Jakarta (ANTARA News) - Hak untuk dilupakan kesalahannya, right to be forgotten, yang terdapat dalam revisi Undang-Undang Nomor 11 Tahun 2008 tentang Informasi dan Transaksi Elektronik, atau yang lebih dikenal sebagai UU ITE, menurut pakar hukum pidana Universitas Parahyangan Agustinus Pohan perlu dilakukan selama memperhatikan kepentingan publik.

“Dari sudut hukum pidana, saya kira setuju karena hukuman bertujuan untuk mengembalikan ke masyarakat, jadi, tentu hak semacam itu penting untuk orang itu,” kata Agustinus saat dihubungi melalui telepon, Senin.

Agustinus mengatakan hukuman yang diberikan bertujuan untuk resosialisasi ke masyarakat sehingga pada titik tertentu, orang yang pernah terlibat pidana dapat kembali ke masyarakat.

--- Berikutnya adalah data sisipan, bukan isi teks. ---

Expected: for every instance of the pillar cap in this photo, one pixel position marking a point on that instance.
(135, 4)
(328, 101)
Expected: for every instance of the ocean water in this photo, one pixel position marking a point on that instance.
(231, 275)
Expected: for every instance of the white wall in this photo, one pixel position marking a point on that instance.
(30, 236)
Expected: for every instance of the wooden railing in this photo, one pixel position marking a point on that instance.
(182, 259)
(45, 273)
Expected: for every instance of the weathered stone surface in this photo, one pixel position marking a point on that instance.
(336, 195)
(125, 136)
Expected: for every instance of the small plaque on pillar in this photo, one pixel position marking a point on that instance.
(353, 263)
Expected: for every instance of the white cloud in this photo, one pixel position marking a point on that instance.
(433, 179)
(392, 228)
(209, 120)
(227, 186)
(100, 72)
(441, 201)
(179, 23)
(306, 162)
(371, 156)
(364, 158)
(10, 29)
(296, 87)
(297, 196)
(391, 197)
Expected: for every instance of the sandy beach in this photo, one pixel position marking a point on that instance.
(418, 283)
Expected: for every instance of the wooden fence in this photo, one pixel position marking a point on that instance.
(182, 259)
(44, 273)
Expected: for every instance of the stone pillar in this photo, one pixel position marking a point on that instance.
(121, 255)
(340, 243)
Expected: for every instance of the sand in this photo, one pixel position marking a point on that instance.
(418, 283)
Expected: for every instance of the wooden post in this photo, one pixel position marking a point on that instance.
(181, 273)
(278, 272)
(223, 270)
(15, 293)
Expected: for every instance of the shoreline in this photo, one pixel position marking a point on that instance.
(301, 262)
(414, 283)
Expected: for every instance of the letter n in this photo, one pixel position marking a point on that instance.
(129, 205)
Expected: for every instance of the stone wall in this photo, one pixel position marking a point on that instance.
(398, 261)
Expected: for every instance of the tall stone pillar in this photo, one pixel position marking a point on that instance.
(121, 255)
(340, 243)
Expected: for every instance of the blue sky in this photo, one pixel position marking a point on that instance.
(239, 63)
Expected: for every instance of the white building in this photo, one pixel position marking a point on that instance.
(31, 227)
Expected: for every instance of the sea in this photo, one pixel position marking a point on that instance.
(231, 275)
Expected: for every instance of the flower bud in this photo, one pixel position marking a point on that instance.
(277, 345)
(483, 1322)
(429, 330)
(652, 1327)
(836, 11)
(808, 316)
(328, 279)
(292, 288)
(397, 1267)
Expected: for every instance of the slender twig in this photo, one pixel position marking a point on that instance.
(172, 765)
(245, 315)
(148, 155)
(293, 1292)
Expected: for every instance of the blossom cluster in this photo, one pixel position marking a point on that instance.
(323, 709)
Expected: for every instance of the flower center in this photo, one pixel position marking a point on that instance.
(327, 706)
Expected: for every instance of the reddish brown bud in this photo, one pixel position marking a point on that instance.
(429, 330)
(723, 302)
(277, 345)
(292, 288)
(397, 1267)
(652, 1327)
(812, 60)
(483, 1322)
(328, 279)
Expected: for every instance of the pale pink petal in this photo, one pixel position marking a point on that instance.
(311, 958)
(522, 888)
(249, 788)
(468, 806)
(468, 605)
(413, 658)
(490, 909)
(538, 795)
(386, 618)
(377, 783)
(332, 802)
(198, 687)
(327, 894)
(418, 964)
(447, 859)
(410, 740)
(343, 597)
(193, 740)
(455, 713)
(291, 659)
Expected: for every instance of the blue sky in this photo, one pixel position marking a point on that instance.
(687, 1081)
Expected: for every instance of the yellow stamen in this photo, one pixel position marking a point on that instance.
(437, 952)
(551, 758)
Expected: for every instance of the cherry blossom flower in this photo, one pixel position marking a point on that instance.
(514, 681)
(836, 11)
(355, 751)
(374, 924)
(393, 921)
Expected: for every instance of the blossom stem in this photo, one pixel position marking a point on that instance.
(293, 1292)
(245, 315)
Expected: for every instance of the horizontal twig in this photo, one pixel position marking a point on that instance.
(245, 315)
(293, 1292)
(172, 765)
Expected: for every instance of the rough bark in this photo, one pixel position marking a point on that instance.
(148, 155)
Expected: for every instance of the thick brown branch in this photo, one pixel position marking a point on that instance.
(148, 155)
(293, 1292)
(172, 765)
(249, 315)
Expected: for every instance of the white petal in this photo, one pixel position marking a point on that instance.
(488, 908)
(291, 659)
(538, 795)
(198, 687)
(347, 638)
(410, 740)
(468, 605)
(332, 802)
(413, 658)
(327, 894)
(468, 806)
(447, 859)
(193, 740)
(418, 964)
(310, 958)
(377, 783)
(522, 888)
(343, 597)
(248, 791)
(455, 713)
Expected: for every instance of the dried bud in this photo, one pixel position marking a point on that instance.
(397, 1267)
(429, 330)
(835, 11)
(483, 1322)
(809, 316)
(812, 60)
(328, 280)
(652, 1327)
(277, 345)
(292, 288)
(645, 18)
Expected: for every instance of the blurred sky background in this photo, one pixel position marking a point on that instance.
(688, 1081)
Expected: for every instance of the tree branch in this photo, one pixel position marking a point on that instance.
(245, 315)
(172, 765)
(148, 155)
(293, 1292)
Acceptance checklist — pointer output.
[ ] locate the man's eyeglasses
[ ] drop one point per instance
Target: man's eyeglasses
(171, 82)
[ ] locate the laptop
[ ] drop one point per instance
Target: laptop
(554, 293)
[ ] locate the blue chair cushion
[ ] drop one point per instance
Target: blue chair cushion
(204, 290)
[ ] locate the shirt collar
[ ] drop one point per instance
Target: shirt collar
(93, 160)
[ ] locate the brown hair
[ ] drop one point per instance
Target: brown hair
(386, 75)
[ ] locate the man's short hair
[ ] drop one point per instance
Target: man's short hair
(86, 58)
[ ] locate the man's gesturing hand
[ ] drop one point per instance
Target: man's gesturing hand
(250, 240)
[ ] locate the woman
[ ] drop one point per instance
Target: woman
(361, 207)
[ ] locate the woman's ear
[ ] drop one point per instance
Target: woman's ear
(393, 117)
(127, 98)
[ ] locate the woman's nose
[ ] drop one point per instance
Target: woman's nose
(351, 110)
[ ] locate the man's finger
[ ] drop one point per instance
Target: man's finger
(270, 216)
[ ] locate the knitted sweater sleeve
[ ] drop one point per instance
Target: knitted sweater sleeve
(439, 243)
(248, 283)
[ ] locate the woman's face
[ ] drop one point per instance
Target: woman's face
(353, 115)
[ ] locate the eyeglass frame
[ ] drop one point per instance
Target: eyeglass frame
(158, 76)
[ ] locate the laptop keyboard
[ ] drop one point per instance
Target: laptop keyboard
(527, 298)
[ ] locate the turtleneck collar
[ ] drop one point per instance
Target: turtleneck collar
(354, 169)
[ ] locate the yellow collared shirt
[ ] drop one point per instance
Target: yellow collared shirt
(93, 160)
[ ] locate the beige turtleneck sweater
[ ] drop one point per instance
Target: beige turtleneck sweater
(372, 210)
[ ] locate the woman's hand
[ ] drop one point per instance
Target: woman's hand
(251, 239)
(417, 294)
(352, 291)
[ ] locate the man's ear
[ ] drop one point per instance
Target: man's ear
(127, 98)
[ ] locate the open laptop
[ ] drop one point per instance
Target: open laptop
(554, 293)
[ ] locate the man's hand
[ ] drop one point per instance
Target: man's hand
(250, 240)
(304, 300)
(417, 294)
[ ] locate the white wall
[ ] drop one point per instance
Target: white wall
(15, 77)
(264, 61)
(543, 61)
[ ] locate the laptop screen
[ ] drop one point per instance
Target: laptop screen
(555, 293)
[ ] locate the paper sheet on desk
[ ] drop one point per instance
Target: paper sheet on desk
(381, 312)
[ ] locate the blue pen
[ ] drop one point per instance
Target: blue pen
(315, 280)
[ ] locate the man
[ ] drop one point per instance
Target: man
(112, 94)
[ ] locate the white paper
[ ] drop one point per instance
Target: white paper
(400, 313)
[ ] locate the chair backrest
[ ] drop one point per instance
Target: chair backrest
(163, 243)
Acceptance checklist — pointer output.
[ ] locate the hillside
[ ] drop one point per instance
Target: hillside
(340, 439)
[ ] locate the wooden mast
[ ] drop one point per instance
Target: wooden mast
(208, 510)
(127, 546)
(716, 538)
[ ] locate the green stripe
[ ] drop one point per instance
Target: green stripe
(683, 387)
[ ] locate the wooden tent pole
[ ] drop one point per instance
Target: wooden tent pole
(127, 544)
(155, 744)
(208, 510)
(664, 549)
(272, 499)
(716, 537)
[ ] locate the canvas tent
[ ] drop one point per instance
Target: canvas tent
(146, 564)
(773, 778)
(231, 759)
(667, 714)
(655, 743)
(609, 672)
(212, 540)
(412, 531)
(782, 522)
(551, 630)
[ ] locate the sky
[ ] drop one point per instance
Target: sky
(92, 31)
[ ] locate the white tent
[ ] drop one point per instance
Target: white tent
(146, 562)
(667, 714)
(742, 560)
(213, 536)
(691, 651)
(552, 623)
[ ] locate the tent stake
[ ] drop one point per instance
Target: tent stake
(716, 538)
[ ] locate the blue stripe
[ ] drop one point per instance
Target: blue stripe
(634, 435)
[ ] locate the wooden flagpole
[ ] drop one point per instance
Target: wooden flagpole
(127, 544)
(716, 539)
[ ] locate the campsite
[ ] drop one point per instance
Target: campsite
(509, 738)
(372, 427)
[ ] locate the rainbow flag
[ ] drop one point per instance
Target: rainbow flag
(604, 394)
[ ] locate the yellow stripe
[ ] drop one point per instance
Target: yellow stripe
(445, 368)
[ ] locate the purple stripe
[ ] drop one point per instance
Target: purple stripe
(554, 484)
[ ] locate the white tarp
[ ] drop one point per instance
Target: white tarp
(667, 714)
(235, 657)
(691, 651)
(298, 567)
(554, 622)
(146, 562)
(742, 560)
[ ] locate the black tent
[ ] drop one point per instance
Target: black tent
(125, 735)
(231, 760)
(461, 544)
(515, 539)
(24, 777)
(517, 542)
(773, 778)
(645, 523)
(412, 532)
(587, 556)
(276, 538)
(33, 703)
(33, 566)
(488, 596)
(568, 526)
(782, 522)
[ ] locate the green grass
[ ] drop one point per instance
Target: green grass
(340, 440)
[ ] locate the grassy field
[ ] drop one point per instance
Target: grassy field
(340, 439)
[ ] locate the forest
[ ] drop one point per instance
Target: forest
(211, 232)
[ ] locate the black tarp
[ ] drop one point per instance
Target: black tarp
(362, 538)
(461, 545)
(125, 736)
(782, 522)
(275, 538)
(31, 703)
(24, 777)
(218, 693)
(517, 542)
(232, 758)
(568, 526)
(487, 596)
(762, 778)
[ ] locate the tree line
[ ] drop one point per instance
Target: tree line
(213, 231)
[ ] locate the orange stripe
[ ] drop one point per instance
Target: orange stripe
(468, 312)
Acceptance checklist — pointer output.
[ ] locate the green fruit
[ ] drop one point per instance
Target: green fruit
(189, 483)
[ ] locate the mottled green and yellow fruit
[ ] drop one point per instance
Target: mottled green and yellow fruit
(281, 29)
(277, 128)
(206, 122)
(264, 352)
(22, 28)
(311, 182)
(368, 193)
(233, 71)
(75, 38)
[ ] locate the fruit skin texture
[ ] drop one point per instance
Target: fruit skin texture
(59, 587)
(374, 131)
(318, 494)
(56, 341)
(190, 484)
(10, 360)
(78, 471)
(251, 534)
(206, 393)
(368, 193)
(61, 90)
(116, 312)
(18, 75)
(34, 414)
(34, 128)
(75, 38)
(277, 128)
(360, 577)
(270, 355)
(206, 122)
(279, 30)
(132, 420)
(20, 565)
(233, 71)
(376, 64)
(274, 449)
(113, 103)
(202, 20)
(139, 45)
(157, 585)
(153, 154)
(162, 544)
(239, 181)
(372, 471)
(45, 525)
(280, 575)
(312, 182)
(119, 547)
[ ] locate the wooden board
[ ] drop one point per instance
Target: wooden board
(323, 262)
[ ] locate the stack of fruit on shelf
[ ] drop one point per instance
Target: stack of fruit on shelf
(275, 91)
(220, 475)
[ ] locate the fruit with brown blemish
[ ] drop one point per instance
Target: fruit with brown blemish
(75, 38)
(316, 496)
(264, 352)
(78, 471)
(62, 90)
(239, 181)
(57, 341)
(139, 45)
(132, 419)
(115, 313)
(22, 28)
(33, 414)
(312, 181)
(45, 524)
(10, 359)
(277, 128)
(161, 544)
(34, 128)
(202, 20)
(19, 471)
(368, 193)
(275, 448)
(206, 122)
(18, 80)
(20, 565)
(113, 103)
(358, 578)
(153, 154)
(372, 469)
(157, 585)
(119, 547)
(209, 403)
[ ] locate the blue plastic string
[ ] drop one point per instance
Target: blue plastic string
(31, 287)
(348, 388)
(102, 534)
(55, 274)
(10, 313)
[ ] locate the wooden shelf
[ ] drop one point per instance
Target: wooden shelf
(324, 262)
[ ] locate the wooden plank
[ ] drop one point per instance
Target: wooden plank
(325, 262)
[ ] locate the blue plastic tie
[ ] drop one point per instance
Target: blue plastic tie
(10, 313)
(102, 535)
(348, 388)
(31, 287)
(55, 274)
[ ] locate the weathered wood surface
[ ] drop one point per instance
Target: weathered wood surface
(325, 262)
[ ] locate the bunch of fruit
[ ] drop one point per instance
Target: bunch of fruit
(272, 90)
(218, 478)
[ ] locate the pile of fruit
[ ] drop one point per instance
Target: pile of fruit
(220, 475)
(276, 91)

Tetapi, Agustinus melihat potensi masalah dalam penambahan right to be forgotten di pasal 26 tersebut. Menurutnya, penambahan dapat bersinggungan dengan kebebasan pers dan hak masyarakat untuk mendapatkan informasi.

Ia memberi contoh kasus pelaku kejahatan seksual yang telah selesai menjalani hukuman dan akan kembali ke masyarkat.

Masyarakat perlu tahu bahwa di lingkungan tempat tinggalnya akan dihuni oleh orang yang pernah melakukan kejahatan.

“Kepentingan publik yang diutamakan. Kalau berpotensi membahayakan, peringatan semacam itu perlu diberikan,” kata pengampu mata kuliah hukum pidana dan kriminologi itu.

Rincian mengenai hak tersebut dapat dimasukkan ke peraturan pemerintah (PP) untuk mengetahui pelaksanaan, termasuk mengatur benturan dengan hak lain, seperti kebebasan pers dan hak masyarakat untuk mendapatkan informasi.

Peraturan tersebut, menurut Agustinus, bertujuan untuk membangun nilai baru namun pada titik tertentu, semua pihak harus menyadari bahwa pada titik tertentu, hukuman selesai.